Charlie McCann had settled back in his office editing several “important” books, one about the Cold War, another about racial segregation in public schools, and a novel, slight but appealing, about a soldier based in Germany who falls in love with the daughter of a Nazi. When I brought up the Baroney business he just shrugged and said, “It was a lark.”
I told Miss Garter that I was going to lunch and reminded her to make a note of my calls, something she failed to do from time to time. This was serious, possibly grounds for getting herself canned, but I couldn’t do it; she was so agreeable in so many ways, never second-guessed me. I figured she’d had a very strict upbringing because she always lowered her head just a little after I asked her to do something, as if I were the parish priest during communion. She dressed
accordingly, always a skirt, a blouse buttoned up almost to her chin, and a cardigan sweater; while the secretaries and editorial assistants and the girls in promotion and advertising followed fashions in Harper’s Bazaar and Vogue (copies of which they shared), trying to pick up at discount stores below Thirty-Fourth Street what Bendel’s and Bergdorf’s sold for much, much more. These girls chattered like birds in an aviary, and focused more on what was on their backs than on a page of type. Phyllis said it was important for them to feel attractive, and to be attractive you must dress in the latest style. I thought this made a certain amount of sense, but I couldn’t see wasting so much time on it.

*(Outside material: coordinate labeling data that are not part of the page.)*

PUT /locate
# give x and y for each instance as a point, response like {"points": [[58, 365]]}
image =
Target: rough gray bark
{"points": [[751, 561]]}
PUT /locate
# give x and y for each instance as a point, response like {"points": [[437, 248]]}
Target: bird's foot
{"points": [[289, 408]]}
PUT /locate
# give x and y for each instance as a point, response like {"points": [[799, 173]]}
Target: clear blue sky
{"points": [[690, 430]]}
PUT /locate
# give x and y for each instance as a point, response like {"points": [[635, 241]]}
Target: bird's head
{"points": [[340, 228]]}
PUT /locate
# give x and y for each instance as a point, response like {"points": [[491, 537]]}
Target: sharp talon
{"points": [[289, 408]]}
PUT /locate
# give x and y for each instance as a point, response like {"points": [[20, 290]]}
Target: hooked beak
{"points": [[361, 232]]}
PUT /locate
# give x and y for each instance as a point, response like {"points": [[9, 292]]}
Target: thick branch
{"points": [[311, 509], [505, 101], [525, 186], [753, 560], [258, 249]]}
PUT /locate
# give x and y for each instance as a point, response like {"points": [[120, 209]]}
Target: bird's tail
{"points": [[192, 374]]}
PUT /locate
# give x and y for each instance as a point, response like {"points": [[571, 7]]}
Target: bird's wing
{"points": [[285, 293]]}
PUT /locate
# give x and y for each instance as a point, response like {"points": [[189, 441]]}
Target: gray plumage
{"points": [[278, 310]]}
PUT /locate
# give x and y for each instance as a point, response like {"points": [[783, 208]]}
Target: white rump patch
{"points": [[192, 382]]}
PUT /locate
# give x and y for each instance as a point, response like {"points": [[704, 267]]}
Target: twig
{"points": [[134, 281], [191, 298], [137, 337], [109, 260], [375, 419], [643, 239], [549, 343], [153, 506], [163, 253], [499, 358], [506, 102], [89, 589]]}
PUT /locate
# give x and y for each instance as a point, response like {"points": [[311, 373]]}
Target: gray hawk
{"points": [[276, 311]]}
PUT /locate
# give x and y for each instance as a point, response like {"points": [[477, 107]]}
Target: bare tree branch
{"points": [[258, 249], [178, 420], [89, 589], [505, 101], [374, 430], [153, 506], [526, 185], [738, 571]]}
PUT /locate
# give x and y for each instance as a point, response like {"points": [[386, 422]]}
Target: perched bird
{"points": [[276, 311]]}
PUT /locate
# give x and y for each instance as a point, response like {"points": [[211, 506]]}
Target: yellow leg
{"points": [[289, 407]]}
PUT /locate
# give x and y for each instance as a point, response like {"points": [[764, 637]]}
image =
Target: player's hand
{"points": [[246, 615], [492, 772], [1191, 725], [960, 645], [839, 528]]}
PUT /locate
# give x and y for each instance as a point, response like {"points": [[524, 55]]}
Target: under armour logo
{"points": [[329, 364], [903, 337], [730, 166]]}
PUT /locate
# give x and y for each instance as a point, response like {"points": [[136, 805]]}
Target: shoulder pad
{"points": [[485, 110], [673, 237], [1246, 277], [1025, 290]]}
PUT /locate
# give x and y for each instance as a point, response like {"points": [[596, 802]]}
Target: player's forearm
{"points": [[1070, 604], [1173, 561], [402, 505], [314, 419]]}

“Are you meeting someone for lunch, Mr. Samson? I haven’t made a reservation for you.”
I assured her that she hadn’t forgotten anything. “I’m eating in my own company today,” I said. “A rare treat.”
She smiled happily at my lame joke. I wondered if she had ever been tagged by a man.
I took the elevator down to the lobby and crossed Sixth Avenue to Mel’s Coffee Shop. No one I knew ate there. I got up on a stool, the round kind with a leather seat that you can spin in a complete circle. I ordered a tuna fish sandwich on rye and a vanilla frappe. The man behind the counter recognized me and called me by name, remarking that he hadn’t seen me for a while. I told him it had been a very busy time. When I bit into the sandwich I was almost overcome by the marvelous flavor of mashed fish and mayonnaise, and something sweetly sour. This vacation from fancy meals—sparring with agents over lunches that cost as much as a month’s wages for most of the world’s population—restored my optimism, and encouraged me to feel that I was up to dealing with the fraught situation that involved Kate and Grete and Barry and Phyllis. I must be crazy, I told myself. What does a man want except a little love, a little peace? I didn’t need a headshrinker to tell me that I had devised and constructed my own snake pit. Nobody made me do it, no one set me up, and no one instructed me to follow my less than “normal” impulses. The trick was: could I climb out without hurting myself— and others near and dear?